Since when does someone spend that much time on my car and only charge me $43? Last time I checked on the going rate on mechanics around here, and that was at least ten years ago, it was $60-70/hour.
And so now I have a new place to happily knit when I need to be there.
The 7% solution
Tuesday September 26th 2017, 11:10 pm
Filed under:
Spinning
Usually Colourmart will twist a very thin yarn into a thicker one for you for $5 a cone.
But this one? No way, too twisty, they’d tried, don’t ask, it didn’t work out.

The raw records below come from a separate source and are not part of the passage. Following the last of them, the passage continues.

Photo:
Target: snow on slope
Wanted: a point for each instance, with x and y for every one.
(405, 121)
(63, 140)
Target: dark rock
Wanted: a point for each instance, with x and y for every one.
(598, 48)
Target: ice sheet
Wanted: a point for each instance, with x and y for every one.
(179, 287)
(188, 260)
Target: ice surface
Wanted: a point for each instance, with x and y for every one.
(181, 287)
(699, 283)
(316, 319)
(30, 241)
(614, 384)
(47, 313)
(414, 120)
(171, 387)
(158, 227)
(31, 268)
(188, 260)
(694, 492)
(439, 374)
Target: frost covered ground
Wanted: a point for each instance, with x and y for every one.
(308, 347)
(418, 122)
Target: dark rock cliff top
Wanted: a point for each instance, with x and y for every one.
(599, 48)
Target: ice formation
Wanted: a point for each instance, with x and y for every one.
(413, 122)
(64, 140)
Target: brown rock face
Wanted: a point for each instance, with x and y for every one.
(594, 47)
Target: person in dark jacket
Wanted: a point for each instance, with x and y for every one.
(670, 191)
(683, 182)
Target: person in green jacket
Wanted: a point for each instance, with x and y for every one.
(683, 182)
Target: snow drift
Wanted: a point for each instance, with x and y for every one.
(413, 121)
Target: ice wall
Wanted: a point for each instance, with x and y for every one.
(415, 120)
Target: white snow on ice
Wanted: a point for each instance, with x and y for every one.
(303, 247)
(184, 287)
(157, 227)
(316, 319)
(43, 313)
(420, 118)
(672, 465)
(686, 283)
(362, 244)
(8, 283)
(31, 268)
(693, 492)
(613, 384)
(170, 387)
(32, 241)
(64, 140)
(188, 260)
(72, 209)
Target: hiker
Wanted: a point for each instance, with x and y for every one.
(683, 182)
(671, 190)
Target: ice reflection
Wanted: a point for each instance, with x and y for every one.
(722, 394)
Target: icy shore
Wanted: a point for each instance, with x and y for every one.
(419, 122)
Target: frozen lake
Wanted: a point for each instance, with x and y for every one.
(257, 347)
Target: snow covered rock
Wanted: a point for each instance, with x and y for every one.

For what it was (a mill closeout of cobweb-weight 93/7 14.5 micron black ultra-ultra-fine merino/vicuna) and how much it was ($18/150 g ppd), I was willing to find out how hard it would be to do on the wheel. Pure vicuna yarn ran $400 an ounce last time I checked. I had bought a cone of the 2% vicuna, was amazed at what an incredible yarn that 2% made it into, and then this one showed up on their site. I didn’t buy it all, but I bought enough to make into a usable yarn on the third spinning-wheel bobbin.
So here’s what I learned today. Yes it kinks back on itself in a heartbeat. It will literally throw your yarn for a loop. Once you start plying that wheel has to keep going until you’re done, with one hand holding the strands slightly aloft like a distaff, bringing them together and keeping them from snagging on your clothes, and the other hand controlling the twist as it feeds onto the bobbin.
If you stop and wind it around the knob to place-hold it and come back, you’ve lost your slight tension on that multitude of strands. Suddenly thinking, wait–if I’d put a book on them next to me on the seat before getting up it probably would have been okay? One time the mess was bad enough that I broke it off right there and declared it done: those strands were not willing to straighten out individually. At all. I felt for the woman at Colourmart.
My finished first skein, held in the air, twisted slightly at the bottom. Given the cobweb’s original twistiness, I think I improved it. I think.
But oh my goodness there is no way to describe how soft that yarn felt running through my hands as I aimed for a knittable thickness, and that was with the mill coating still on it. It was like there was almost nothing there to feel, it was so light and so extremely soft.
I’m glad I bought it. It will take a lot of time to ply all those cones (4703 yards each) and ply again, two done S twist, then Z twisted together to balance. Scoured and preshrunk, it came out with a slightly nubbly look. It is not a perfect yarn.
But oh the vastness of that softness… Even Richard squishy-squished it. (Okay, yes, I asked. “Soft,” he duly pronounced. Thank you, honey!)
Yeah. So. Unless there are a few in someone’s cart, where they’re allowed to stay for a month, that one is sold out. But the 16 micron merino with 2% vicuna (direct link fixed) that started all this? Amazingly soft, smoothly and commercially spun, and good to go–it’s 4-ply. Knit it doubled makes fingering weight, double that, worsted weight, no spinning wheel needed. Oh, and: right now everything on their site is 20% off.
As I told my sweetie re the 7%, I’ll probably never get a chance to knit with a yarn like this again. Knowing I’d have to do all that work, it was worth it.